Rep. Liz Cheney’s vote to impeach President Trump put her political future in jeopardy back home in Wyoming, revealed a state GOP official.
Doubts quickly surfaced about her viability in the 2022 GOP primary after she announced her support of impeachment and then lead nine other House Republicans on Wednesday in voting to impeach Mr. Trump for inciting the deadly Jan. 6 riot at the U.S. Capitol.
“She couldn’t win a primary today for dog catcher,” said Martin Kimmet, chairman of the Republican Party in Park County, Wyoming.
Ms. Cheney, the No. 3 House Republican leader and the daughter of former Vice President Dick Cheney, went from a rising star into a political nosedive virtually overnight.
“I’ve gotten a lot of phone calls, more than you could count. I have not gotten one in support of what Liz Cheney did,” said Mr. Kimmet. “What she did was wrong. Period.”
He echoed other critics of the impeachment, saying it was rushed and Mr. Trump was denied due process.
Ms. Cheney has held Wyoming’s single House seat since 2017. She won her first reelection bid last year with 68.7% of the statewide vote.
The anger she now is weathering in Wyoming reflects the ongoing solid support for Mr. Trump among Republican voters nationwide.
An NBC News poll released Thursday showed only 8% of Republican voters supported impeachment, compared to 89% of Democrats and 45% of independents.
The blowback also hit Ms. Cheney in Washington, where fellow Republican Reps. Andy Biggs of Arizona and Matt Rosendale of Montana are circulating a petition to knock her off the leadership team.
House Minority Leader Kevin McCarthy, California Republican, does not support the effort, as first reported by The Washington Examiner.
Ms. Cheney bucked her critics in the House Republican Conference.
“I’m not going anywhere. This is a vote of conscience. It’s one where there are different views in our conference. But our nation is facing an unprecedented — since the Civil War — constitutional crisis.” she told reporters at the Capitol.
After casting the impeachment vote, she told the Wyoming press corps that she was going to help lead Republicans back to a House majority in a post-Trump Washington.
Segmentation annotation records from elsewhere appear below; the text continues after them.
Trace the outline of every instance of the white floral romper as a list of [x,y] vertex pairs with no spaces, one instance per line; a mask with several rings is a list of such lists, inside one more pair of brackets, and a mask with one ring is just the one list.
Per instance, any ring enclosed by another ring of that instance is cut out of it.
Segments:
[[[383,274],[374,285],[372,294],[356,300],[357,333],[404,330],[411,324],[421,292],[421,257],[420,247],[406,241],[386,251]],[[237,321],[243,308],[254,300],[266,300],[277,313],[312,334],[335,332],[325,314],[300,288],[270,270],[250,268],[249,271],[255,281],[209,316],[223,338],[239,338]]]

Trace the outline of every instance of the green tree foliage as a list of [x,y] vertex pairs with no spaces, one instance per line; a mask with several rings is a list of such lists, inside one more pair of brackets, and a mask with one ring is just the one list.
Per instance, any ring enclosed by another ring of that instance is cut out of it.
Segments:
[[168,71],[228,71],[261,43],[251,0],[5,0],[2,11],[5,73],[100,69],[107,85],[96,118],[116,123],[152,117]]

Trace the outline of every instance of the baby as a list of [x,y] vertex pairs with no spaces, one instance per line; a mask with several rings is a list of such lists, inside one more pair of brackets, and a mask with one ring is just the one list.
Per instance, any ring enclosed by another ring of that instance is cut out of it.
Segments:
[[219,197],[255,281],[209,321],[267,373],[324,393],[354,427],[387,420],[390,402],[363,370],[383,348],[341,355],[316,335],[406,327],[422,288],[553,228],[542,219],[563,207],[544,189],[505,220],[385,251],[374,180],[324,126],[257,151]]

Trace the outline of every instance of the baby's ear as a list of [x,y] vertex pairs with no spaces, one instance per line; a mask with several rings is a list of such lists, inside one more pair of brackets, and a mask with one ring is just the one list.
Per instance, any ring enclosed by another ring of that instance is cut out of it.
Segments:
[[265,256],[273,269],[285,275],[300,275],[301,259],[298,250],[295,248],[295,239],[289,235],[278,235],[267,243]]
“Once we get through this period, once we get through the inauguration, we will very much be focused on policy,” she said. “I’m laying out a positive agenda for the future, and it’ll be one that will allow us to get the majority back in two years. That’s what I’m focused on, and that’s what I look forward to our conference being able to accomplish.”
Mr. Kimmet wasn’t convinced.
“I don’t care how she spins it,” he said. “What she did was wrong.”